Von Irmengard Gnau und Christina Hertel, Ismaning

Grüne Arbeitshandschuhe hat Sy Abdallah schon angezogen, aber er hält keine Schaufel in den Händen, sondern einen Regenschirm. "Wann können wir anfangen?", fragt der Senegalese. Er muss sich noch gedulden. Die Felder sind zu nass, um auf ihnen zu arbeiten. Abdallah ist einer der Flüchtlinge, denen auf einem Acker in Ismaning Parzellen zur Verfügung gestellt werden. Dort können sie bis zum nächsten Winter Salate, Kohl, Kräuter und Kartoffeln anbauen.

Ein wenig Boden - und schon kann es losgehen

Die Idee für das Projekt stammt von Curzio Bosi. Der Düsseldorfer hatte schon länger vor, sich sozial mehr zu engagieren. Dann stieß er auf die "Ackerhelden", ein Essener Start-up-Unternehmen, das Städtern mit Gartentrieb Feldparzellen für den eigenen Gemüseanbau vermietet. Bosis Idee war geboren: Flüchtlingen Boden zur Verfügung stellen, damit sie dort selbst ihr Essen anbauen können.

Das war im Frühjahr. Nun, wenige Monate später startet das Gartenprojekt mit insgesamt etwa 400 Parzellen an zehn Standorten in ganz Deutschland. 60 davon liegen auf einem Acker in Ismaning, es ist der einzige bayerische Standort im Projekt. Eine Parzelle ist etwa 40 Quadratmeter groß, zwei bis drei Flüchtlinge sollen sich diese teilen.
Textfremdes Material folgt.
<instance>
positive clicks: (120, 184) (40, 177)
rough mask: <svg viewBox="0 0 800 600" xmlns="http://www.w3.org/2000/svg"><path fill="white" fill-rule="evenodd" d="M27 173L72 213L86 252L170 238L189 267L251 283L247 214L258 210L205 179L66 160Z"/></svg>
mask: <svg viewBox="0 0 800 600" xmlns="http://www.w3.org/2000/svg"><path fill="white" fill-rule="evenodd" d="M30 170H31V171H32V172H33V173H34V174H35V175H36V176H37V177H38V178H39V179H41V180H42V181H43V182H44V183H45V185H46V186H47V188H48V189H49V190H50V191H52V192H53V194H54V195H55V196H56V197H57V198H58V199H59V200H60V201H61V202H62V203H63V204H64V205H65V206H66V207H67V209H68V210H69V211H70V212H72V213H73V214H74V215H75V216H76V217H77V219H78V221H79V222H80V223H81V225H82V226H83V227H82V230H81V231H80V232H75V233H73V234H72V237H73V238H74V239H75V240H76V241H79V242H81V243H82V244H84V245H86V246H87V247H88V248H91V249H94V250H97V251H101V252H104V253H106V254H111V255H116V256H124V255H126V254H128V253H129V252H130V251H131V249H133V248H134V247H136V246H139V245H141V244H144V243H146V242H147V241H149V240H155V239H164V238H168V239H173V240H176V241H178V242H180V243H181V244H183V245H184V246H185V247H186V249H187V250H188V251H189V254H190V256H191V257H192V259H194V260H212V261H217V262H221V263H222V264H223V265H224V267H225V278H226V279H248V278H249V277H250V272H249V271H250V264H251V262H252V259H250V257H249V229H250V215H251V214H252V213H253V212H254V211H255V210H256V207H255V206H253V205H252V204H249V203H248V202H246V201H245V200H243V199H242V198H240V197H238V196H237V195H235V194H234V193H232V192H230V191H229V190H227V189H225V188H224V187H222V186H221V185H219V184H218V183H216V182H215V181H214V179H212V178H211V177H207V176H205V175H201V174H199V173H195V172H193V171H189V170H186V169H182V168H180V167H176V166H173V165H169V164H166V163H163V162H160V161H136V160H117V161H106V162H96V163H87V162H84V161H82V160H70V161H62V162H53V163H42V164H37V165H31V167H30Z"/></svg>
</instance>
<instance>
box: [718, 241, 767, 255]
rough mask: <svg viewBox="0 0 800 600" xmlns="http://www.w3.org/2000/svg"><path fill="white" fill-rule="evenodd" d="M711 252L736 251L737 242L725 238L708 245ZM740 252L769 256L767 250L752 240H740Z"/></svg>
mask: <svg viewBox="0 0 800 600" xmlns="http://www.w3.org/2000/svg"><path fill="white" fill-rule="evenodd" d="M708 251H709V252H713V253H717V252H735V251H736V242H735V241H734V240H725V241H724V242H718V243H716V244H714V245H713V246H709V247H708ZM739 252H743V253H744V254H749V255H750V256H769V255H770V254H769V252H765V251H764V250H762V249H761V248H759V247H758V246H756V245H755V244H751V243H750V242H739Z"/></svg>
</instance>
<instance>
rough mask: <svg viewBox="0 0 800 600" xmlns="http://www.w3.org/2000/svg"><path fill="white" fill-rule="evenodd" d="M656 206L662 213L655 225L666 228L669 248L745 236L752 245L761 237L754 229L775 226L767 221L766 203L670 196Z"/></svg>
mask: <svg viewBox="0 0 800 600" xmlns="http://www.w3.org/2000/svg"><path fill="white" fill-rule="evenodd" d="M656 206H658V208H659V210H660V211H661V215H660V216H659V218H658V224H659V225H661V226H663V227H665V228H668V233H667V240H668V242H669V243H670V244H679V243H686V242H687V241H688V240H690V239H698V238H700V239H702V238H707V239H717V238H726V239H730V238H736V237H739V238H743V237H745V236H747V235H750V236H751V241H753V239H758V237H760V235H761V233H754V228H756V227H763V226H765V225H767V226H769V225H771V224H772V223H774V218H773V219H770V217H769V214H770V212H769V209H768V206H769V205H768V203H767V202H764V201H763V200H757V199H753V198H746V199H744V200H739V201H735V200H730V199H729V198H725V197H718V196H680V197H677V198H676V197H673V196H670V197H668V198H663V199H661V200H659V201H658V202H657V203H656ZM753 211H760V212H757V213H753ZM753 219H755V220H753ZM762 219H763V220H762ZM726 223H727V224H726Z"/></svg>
In seiner Heimat war Abdallah Soldat - nicht Bauer

Momentan wohnen sie in Ismaning, Garching, Unterschleißheim und in der Traglufthalle in Unterföhring. Ursprünglich kommen sie aus Somalia, Afghanistan, Eritrea oder eben wie Abdallah aus dem Senegal. In seiner Heimat war Adallah kein Bauer, sondern Soldat. Aber Erfahrung mit zarten Pflänzchen hat er trotzdem: Hinter seiner Wohnung lag ein Acker, den er gemeinsam mit seinen Nachbarn bepflanzte. "So ähnlich wie hier", sagt er. Tomaten, Salat und Karotten bauten sie dort zusammen an.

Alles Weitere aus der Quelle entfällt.